University Medical Center Hamburg-Eppendorf, Hamburg, Germany; Central Institute of Mental Health, Mannheim, Germany; Institute of Psychiatry, King's College London; Department of Psychiatry, University of Montreal, and CHU Sainte-Justine Hospital, Montreal; Institute of Neuroscience, Trinity College Dublin; Departments of Psychiatry and Psychology, University of Vermont, Burlington; Department of Psychiatry and Psychotherapy, Campus Charité Mitte, Charité-Universitätsmedizin, Berlin; Physikalisch-Technische Bundesanstalt, Berlin; Centre National de Génotypage, Evry, France; Institut National de la Santé et de la Recherche Médicale (INSERM) Unit 1000, Imaging and Psychiatry, SHFJ CEA, University of Paris South, Orsay, France; Maison de Solenn and Department of Psychopathology and Adolescent Medicine, Paris Descartes University, Paris; MRC Social, Genetic, and Developmental Psychiatry Centre, London; Rotman Research Institute, University of Toronto, Toronto; School of Psychology, University of Nottingham, United Kingdom; Montreal Neurological Institute, McGill University, Montreal; Neurospin, Commissariat à l'Energie Atomique, Paris; Behavioural and Clinical Neurosciences Institute, Department of Experimental Psychology, University of Cambridge, United Kingdom; Department of Psychiatry and Psychotherapy and Neuroimaging Center, Department of Psychology, Technische Universität Dresden, Germany; Department of Psychology, University of Sussex, United Kingdom.

Copyright

(Copyright © 2012, American Psychiatric Association)

DOI

10.1176/appi.ajp.2011.11030489

PMID

21955931

Abstract

Objective: Increased risk-taking behavior has been associated with addiction, a disorder also linked to abnormalities in reward processing.

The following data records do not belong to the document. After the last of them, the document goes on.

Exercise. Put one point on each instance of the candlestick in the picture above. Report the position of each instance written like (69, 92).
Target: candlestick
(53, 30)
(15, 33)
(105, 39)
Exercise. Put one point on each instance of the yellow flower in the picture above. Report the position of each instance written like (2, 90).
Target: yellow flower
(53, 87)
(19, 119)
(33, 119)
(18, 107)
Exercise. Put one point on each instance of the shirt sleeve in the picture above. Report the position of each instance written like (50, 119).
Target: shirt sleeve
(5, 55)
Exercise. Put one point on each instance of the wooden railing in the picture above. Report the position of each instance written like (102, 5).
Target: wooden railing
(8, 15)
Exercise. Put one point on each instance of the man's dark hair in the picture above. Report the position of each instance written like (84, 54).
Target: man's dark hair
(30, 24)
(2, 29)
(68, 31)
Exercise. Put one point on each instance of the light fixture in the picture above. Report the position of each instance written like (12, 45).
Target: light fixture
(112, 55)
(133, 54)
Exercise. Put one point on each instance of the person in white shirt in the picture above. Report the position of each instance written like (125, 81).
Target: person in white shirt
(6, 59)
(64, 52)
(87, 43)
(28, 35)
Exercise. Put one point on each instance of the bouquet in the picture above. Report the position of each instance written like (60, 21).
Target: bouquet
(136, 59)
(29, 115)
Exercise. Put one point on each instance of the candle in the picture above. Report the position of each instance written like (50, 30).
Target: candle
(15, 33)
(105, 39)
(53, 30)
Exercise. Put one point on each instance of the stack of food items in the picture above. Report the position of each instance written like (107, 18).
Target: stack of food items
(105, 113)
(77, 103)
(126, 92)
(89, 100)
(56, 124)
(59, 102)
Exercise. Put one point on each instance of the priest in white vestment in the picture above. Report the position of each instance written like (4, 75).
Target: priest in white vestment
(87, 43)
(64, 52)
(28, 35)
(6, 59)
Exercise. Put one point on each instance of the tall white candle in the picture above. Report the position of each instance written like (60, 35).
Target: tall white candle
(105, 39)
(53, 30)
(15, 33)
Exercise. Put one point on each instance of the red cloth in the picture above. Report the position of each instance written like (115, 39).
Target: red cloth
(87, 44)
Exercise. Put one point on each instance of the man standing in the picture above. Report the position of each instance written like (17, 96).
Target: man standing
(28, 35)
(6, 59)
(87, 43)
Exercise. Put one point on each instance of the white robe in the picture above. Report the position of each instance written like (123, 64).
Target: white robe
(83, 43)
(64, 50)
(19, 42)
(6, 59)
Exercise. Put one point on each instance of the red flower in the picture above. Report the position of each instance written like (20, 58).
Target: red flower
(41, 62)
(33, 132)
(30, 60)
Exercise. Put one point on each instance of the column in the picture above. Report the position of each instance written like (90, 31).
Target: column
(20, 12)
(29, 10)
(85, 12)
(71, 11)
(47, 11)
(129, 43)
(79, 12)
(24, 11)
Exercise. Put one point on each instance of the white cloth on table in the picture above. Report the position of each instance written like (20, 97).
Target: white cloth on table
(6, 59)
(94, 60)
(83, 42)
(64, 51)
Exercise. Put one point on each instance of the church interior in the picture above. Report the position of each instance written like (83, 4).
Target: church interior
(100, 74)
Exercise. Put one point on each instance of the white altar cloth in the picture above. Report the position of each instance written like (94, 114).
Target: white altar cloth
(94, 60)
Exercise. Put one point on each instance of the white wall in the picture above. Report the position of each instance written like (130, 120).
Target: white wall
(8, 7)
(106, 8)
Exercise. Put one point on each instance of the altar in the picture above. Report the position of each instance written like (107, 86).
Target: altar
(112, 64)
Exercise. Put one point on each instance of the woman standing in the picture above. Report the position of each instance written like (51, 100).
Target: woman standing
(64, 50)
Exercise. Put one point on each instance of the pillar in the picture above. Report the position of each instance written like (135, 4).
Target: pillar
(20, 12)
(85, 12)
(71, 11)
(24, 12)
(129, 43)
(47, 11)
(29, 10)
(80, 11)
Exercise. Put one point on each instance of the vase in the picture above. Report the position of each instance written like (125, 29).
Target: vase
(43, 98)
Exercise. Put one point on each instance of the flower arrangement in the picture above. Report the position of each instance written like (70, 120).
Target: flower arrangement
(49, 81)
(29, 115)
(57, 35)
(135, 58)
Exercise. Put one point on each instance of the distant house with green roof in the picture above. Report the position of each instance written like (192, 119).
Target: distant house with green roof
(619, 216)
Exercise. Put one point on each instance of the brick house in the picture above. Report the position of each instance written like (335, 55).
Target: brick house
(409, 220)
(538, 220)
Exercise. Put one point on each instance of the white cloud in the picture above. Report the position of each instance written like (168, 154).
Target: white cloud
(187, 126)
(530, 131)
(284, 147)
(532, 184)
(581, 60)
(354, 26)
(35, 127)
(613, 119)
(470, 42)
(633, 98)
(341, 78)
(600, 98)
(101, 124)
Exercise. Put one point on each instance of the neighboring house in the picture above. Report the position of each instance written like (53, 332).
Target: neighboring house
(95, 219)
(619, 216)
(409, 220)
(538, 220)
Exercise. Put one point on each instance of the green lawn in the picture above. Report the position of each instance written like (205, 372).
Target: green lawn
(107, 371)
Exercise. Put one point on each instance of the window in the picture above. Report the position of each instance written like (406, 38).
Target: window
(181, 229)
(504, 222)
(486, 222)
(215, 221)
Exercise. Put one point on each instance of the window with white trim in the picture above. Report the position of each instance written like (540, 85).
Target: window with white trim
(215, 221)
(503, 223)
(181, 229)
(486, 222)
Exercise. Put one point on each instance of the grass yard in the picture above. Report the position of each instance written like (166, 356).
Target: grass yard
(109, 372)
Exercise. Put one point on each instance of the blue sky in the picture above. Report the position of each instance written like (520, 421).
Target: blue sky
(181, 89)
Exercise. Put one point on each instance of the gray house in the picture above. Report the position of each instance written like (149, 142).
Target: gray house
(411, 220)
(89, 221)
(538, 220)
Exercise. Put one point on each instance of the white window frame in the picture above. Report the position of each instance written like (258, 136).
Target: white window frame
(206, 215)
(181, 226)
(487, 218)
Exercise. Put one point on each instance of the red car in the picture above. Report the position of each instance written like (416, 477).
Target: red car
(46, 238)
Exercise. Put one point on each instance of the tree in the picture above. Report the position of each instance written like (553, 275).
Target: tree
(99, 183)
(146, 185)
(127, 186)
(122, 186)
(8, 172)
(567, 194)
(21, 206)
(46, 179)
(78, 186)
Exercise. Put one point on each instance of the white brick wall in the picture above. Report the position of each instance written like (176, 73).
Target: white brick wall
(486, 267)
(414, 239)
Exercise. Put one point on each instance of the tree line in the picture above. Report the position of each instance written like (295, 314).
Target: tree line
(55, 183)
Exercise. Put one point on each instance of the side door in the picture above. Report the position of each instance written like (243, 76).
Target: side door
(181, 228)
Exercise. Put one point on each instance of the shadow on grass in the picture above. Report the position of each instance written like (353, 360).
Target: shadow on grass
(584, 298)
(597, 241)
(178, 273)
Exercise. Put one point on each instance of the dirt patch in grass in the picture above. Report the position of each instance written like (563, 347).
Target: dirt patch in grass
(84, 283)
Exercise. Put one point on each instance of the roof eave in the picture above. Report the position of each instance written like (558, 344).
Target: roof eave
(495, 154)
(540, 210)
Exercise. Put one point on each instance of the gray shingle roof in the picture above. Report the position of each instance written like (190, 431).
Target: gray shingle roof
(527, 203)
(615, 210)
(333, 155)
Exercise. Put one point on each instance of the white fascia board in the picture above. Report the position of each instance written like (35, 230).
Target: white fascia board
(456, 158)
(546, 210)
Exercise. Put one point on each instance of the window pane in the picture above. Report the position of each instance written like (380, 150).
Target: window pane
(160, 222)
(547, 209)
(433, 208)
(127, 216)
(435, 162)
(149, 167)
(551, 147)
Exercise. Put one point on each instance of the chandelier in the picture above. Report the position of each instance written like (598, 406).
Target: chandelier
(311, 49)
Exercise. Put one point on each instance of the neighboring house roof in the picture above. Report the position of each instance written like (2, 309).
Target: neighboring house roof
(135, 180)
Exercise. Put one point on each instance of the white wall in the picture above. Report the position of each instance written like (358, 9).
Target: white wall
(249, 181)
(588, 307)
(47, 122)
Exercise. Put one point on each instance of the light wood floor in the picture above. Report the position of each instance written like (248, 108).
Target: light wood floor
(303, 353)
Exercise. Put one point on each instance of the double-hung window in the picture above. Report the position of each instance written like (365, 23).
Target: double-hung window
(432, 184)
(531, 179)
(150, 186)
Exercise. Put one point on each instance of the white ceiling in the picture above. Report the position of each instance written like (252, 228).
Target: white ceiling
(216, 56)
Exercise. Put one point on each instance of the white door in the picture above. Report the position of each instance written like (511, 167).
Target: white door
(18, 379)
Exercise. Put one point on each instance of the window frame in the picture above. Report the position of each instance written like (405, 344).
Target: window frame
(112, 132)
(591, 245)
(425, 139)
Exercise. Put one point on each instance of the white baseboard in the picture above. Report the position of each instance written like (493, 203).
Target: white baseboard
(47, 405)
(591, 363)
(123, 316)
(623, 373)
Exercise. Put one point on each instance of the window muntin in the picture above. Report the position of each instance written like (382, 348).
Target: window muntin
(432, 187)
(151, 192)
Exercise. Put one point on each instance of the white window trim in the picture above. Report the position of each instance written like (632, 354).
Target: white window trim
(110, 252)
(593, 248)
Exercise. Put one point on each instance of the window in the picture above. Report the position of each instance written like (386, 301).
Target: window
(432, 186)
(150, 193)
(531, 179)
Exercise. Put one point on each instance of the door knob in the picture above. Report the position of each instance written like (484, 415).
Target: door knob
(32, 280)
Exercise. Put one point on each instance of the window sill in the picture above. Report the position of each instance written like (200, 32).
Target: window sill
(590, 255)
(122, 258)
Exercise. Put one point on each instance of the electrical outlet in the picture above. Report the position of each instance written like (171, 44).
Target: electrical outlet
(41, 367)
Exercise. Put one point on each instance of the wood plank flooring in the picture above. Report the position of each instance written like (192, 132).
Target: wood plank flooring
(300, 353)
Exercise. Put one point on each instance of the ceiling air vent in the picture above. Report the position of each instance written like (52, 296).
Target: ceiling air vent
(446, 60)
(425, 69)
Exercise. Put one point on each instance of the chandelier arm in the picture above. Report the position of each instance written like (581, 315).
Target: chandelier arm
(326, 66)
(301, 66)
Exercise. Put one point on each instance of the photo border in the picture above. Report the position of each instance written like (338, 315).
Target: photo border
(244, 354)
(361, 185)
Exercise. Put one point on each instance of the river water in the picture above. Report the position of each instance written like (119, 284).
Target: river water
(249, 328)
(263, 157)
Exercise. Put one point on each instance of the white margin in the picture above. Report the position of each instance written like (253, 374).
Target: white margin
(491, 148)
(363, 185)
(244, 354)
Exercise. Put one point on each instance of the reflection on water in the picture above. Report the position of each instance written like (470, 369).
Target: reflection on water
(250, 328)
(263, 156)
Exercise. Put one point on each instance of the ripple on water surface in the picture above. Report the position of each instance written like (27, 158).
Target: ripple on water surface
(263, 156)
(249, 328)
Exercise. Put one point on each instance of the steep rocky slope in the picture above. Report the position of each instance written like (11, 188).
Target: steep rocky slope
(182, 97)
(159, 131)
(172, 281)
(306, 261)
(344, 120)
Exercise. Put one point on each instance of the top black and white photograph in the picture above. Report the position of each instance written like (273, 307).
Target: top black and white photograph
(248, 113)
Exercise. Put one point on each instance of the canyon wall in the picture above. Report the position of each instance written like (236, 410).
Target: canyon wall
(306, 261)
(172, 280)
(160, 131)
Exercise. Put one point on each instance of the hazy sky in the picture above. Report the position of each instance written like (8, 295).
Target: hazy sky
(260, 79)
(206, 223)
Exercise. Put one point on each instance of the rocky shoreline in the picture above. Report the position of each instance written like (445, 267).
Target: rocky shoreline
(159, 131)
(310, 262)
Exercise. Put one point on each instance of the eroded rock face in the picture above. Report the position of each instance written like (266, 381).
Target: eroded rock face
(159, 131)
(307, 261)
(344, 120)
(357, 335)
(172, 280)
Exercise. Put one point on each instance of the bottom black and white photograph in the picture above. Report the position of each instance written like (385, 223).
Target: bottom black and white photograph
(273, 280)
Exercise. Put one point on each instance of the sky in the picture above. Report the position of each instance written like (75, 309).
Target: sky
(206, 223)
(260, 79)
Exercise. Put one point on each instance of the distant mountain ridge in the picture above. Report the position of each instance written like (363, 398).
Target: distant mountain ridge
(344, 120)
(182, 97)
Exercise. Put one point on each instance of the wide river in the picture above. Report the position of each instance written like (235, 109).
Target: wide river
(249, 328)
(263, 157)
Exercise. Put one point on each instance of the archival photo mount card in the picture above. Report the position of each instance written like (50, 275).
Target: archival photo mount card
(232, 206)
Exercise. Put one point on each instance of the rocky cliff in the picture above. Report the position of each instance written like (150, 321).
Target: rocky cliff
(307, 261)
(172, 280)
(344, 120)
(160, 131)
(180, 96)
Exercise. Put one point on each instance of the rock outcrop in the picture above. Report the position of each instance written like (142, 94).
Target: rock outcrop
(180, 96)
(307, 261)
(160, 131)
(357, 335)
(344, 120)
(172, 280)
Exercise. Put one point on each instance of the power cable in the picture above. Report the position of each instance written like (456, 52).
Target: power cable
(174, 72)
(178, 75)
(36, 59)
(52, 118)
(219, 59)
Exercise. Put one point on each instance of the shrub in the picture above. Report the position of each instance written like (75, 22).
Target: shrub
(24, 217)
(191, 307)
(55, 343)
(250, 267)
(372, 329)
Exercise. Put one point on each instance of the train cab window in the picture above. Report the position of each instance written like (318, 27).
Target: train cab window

Specifically, an attenuated response of reward-related areas (e.g., the ventral striatum) to nondrug reward cues has been reported in addiction. One unanswered question is whether risk-taking preference is associated with striatal reward processing in the absence of substance abuse. Method: Functional and structural MRI was performed in 266 healthy young adolescents and in 31 adolescents reporting potentially problematic substance use. Activation during reward anticipation (using the monetary incentive delay task) and to gray matter density were measured. Risk-taking bias was assessed by the Cambridge Gamble Task. Results: With increasing risk-taking bias, the ventral striatum showed decreased activation bilaterally during reward anticipation. Voxel-based morphometry showed that greater risk-taking bias was also associated with and partially mediated by lower gray matter density in the same structure. The decreased activation was also observed when participants with virtually any substance use were excluded. The group with potentially problematic substance use showed greater risk taking as well as lower striatal activation relative to matched comparison subjects from the main sample. Conclusions: Risk taking and functional and structural properties of the reward system in adolescents are strongly linked prior to a possible onset of substance abuse, emphasizing their potential role in the predisposition to drug abuse.